難民入国一時禁止のトランプ大統領令──難民の受け入れより難民を生まない社会づくりを
ニューズウィーク日本版 / 2017年2月6日 16時0分
これらの難民政策は強硬的であるにもかかわらず、ほとんど無視された。それに比べると、オーストラリアとイスラエル同様に人権侵害である今回のトランプ大統領令は、世界中で大変注目を浴びている。なぜなのか。それは、選挙キャンペーン中から不人気のトランプ大統領が就任8日目という早い時期に、7カ国と国を限定し、人種・宗教差別とも言える大統領令を発令したからだ。それに加えて、本大統領令が発令されたのが、たまたま国際ホロコースト記念日という第二次大戦で殺害された何百万人もの人々を敬う日であった。当時は多くのユダヤ人がアメリカへの避難を試みたが、入国を阻止された。その苦い歴史をトランプ大統領が繰り返そうとしているという懸念と怒りが、さらに世界の人々を掻き立てるのであろう。
難民の持続的解決策とは?
最後に、難民にとってアメリカなどでの定住は果たして持続的解決策なのかを考えてみよう。

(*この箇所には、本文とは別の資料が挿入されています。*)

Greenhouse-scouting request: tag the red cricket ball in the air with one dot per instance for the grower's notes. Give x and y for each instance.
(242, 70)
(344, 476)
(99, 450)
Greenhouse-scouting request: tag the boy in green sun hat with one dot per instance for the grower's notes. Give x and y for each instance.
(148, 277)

現在、私はある難民研究のために北米に出張中で、2015年以降、アメリカに定住しているコンゴ難民に会った。彼がアフリカ某国での難民キャンプで20年近く生活していた時に、2度会ったことがある。彼は、難民キャンプという安全も自由もない「刑務所」から脱出できたことを感謝し、また難民ではなく一人の人間としてアメリカで生活ができることを大変喜びつつ、こう言った。

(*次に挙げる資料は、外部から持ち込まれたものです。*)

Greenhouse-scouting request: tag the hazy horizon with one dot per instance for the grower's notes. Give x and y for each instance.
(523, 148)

「アメリカで一生生活したいとは思わない。ここは自分の国ではない。いつかはコンゴに帰りたい」
自分の父親が殺害されたせいで、故郷への帰国に恐怖を抱きながらも、そしてコンゴの現政権に不満を持ちながらも、やはりhome(故郷)はhomeなのだ。彼にとってアメリカでの定住は、あくまでも一時的なもう一つの解決策(alternative solution)にしかすぎない。

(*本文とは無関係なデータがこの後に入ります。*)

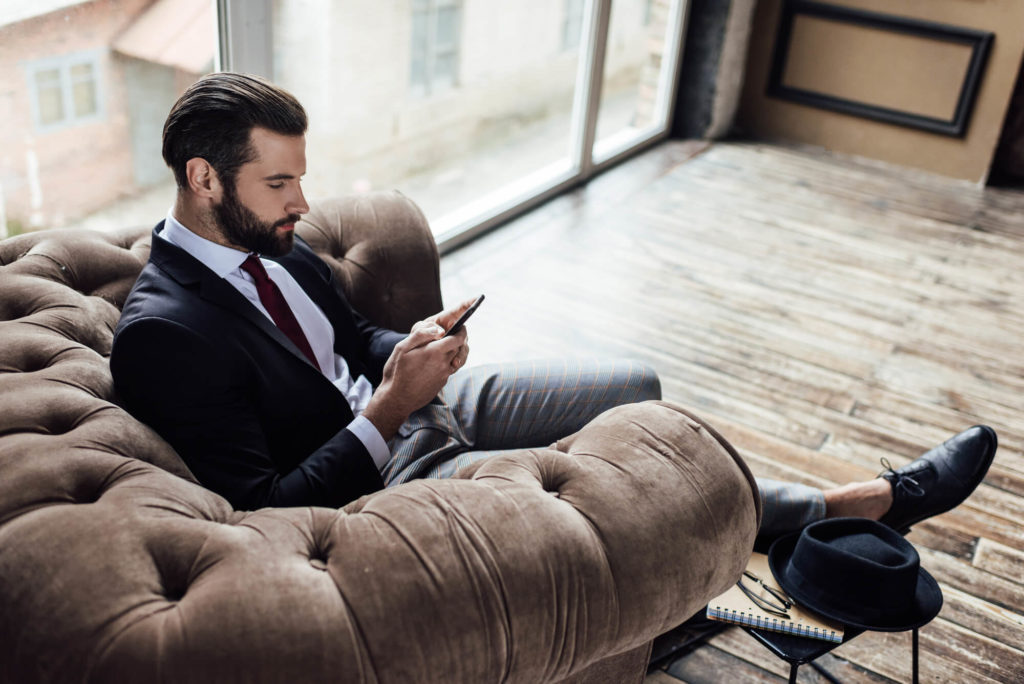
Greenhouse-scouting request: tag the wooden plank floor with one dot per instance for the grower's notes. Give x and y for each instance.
(822, 311)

これはあくまでもこのコンゴ難民個人の意見であり、当然、難民全員の意見を代表していない。しかし私がこれまで会ってきた難民の多くは、母国がどんなに混乱状態にあってもノスタルジーを抱き、母国に帰りたいと嘆いていた。
そう、母国が安定すれば、帰還が最善の解決策なのだ。
***
以上のことから、我々は上記の「難民の受け入れ」ではなく、「難民発生の予防」にもっと努力を尽くさなければならない。難民はそもそも政治的な理由からつくられた人工的な存在である。なので、各政府をはじめ、我々市民一人一人に難民問題に関する理解を十分に持ち、強い政治的意思さえあれば、難民数を減らしたり、難民を無くすことはできるはずだ。